C’è un elemento attraverso la cui interpretazione si può accertare se quanto sopra enunciato sia sostenibile o meno. Si tratta di esaminare con attenzione il processo produttivo del bronzo e interpretarne le singole fasi. Tale metallo, è noto, si ottiene mediante la fusione di due elementi: il rame e lo stagno. Già in questo primo passaggio abbiamo da analizzare tre importanti fattori: la presenza di due componenti (la dualità), la fusione e il prodotto finito. Non vi viene in mente niente? Questo processo non ricorda qualcosa? Andiamo avanti, nella vita umana quali sono gli eventi più importanti? Non sono forse la vita e la morte? Ebbene la vita come si realizza? Attraverso l’unione di un uomo ed una donna si crea la vita che avviene mediante l’uscita del feto, immerso nel liquido amniotico, dall’utero materno.
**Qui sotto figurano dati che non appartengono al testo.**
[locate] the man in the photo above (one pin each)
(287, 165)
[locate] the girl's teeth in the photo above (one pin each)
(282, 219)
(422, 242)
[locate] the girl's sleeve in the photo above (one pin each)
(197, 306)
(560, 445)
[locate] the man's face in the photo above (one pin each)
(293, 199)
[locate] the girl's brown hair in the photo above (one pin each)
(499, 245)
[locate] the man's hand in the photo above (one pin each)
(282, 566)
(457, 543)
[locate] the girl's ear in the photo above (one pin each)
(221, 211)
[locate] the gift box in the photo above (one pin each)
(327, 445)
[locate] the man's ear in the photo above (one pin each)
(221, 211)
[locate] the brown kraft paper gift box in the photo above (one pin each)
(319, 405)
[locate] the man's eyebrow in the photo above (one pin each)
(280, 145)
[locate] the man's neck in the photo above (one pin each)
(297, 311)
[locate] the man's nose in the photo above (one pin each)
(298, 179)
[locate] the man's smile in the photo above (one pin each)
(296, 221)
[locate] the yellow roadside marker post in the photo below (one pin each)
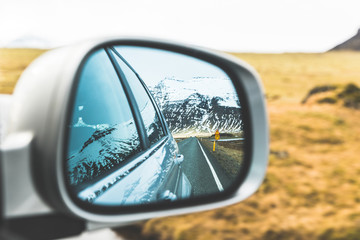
(217, 137)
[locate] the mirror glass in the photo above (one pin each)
(150, 125)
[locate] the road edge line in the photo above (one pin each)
(216, 178)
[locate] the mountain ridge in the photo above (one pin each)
(352, 44)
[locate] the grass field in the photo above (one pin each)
(311, 190)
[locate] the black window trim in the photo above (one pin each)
(158, 112)
(144, 140)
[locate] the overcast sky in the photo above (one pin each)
(234, 25)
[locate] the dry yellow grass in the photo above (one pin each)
(12, 64)
(311, 189)
(312, 186)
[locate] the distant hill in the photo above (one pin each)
(351, 44)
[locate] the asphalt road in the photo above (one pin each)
(202, 169)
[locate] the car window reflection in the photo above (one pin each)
(102, 131)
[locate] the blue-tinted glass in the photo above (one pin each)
(102, 130)
(151, 119)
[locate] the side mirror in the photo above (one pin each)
(115, 131)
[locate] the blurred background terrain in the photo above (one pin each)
(311, 187)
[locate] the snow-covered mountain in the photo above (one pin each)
(199, 105)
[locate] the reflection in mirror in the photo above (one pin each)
(149, 125)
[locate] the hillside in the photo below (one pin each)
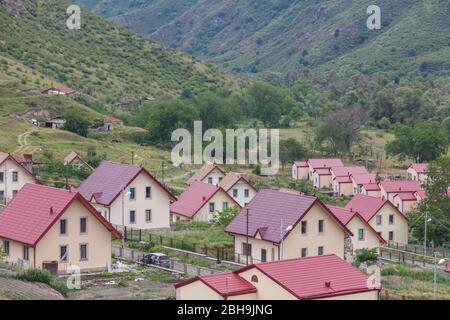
(107, 64)
(297, 38)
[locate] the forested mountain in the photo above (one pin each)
(296, 38)
(108, 64)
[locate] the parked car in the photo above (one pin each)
(157, 259)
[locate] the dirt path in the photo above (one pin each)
(29, 290)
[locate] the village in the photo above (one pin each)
(280, 236)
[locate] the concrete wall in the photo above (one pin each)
(8, 186)
(400, 226)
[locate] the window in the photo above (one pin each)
(63, 253)
(320, 251)
(83, 225)
(246, 249)
(379, 220)
(83, 251)
(361, 235)
(6, 247)
(148, 215)
(132, 216)
(304, 228)
(391, 219)
(148, 192)
(263, 255)
(63, 227)
(25, 253)
(304, 252)
(321, 226)
(391, 235)
(132, 193)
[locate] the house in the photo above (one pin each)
(58, 90)
(313, 278)
(320, 171)
(54, 229)
(358, 180)
(128, 195)
(389, 189)
(300, 170)
(55, 123)
(406, 202)
(208, 173)
(14, 174)
(109, 123)
(382, 216)
(371, 189)
(282, 225)
(341, 179)
(238, 187)
(200, 202)
(74, 159)
(364, 236)
(418, 172)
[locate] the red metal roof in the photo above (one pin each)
(368, 206)
(325, 163)
(371, 187)
(400, 186)
(348, 171)
(315, 277)
(35, 208)
(361, 179)
(225, 284)
(195, 197)
(268, 209)
(109, 179)
(420, 167)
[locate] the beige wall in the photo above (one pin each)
(8, 186)
(159, 204)
(400, 226)
(332, 239)
(97, 238)
(241, 186)
(370, 238)
(216, 175)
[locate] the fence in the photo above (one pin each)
(175, 265)
(225, 253)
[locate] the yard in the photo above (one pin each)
(413, 283)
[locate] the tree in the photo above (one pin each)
(76, 123)
(423, 142)
(436, 205)
(291, 150)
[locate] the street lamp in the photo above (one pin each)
(436, 263)
(283, 232)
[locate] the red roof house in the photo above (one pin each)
(200, 201)
(312, 278)
(272, 211)
(146, 200)
(31, 225)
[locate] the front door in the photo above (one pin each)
(263, 255)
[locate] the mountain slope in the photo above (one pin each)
(298, 36)
(103, 61)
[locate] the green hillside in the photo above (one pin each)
(300, 37)
(107, 64)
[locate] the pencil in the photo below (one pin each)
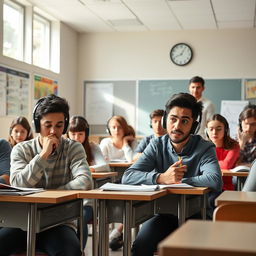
(180, 158)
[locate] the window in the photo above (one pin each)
(13, 30)
(41, 41)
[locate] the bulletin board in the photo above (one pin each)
(14, 92)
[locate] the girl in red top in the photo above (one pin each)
(227, 149)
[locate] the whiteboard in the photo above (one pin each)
(99, 102)
(231, 109)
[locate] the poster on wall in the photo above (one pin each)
(44, 86)
(250, 88)
(99, 102)
(14, 91)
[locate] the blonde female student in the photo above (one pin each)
(227, 149)
(121, 143)
(20, 130)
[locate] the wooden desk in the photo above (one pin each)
(186, 201)
(130, 208)
(198, 237)
(236, 197)
(100, 178)
(133, 208)
(119, 168)
(241, 177)
(34, 214)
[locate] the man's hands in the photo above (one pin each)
(49, 144)
(173, 174)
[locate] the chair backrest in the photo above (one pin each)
(235, 212)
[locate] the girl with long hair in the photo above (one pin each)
(227, 149)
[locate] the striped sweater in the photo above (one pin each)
(66, 168)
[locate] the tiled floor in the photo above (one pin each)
(88, 249)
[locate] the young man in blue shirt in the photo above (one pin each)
(178, 156)
(156, 125)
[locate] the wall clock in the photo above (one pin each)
(181, 54)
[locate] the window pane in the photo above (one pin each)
(41, 41)
(13, 30)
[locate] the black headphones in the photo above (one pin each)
(36, 119)
(195, 126)
(87, 128)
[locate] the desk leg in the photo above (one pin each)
(127, 228)
(94, 229)
(80, 225)
(31, 230)
(103, 228)
(204, 206)
(239, 184)
(182, 209)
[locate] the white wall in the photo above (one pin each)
(67, 78)
(145, 55)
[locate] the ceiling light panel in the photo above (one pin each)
(154, 14)
(234, 10)
(194, 14)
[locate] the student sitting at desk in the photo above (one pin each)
(20, 130)
(121, 144)
(5, 151)
(227, 149)
(178, 156)
(156, 125)
(246, 135)
(51, 162)
(79, 130)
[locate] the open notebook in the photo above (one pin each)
(12, 190)
(141, 188)
(241, 168)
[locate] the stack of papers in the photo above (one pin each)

Benissimo, allora anche il bronzo nasce dall’unione di due metalli attraverso la fusione che si presenta come un liquido dal quale si ottiene la nuova creatura e cioè il bronzo. Trattandosi di elementi prodotti dalla natura che era considerata divina, a sua volta la fusione, con molta probabilità (anzi ne sono certo, e cercherò di dimostrarlo) anch’essa e quindi il bronzo erano considerati sacri e protetti da divinità. Ricordo che è esistito Vulcano come dio del fuoco. Non so quanti di voi, cari lettori, siete mai stati nel bellissimo sito archeologico chiamato “S’Arcu e is Forros” di Villagrande Strisaili in provincia di Nuoro, se non lo avete mai visto, vi suggerisco di andarci, non si può perdere l’emozione di trovarsi al cospetto di un’opera così intensa di significati. Uno dei quali appunto è dato dalla presenza di un altare policromo (bellissimo) e qui consentitemi di aprire una brevissima parentesi per denunciare l’assurdo comportamento di coloro che sono investiti dell’autorità di salvaguardia e controllo dei beni storici, che hanno consentito la demolizione e la rimozione dell’altare nuragico e la sistemazione di una copia in resina. Un vero delitto.

Cosa può significare, dunque, la presenza di un altare, un elemento cultuale, in un luogo dedicato alla fusione dei metalli e quindi alla produzione del bronzo se non quello di ritenere tale processo fisico ed il prodotto che si ottiene, di natura sacra?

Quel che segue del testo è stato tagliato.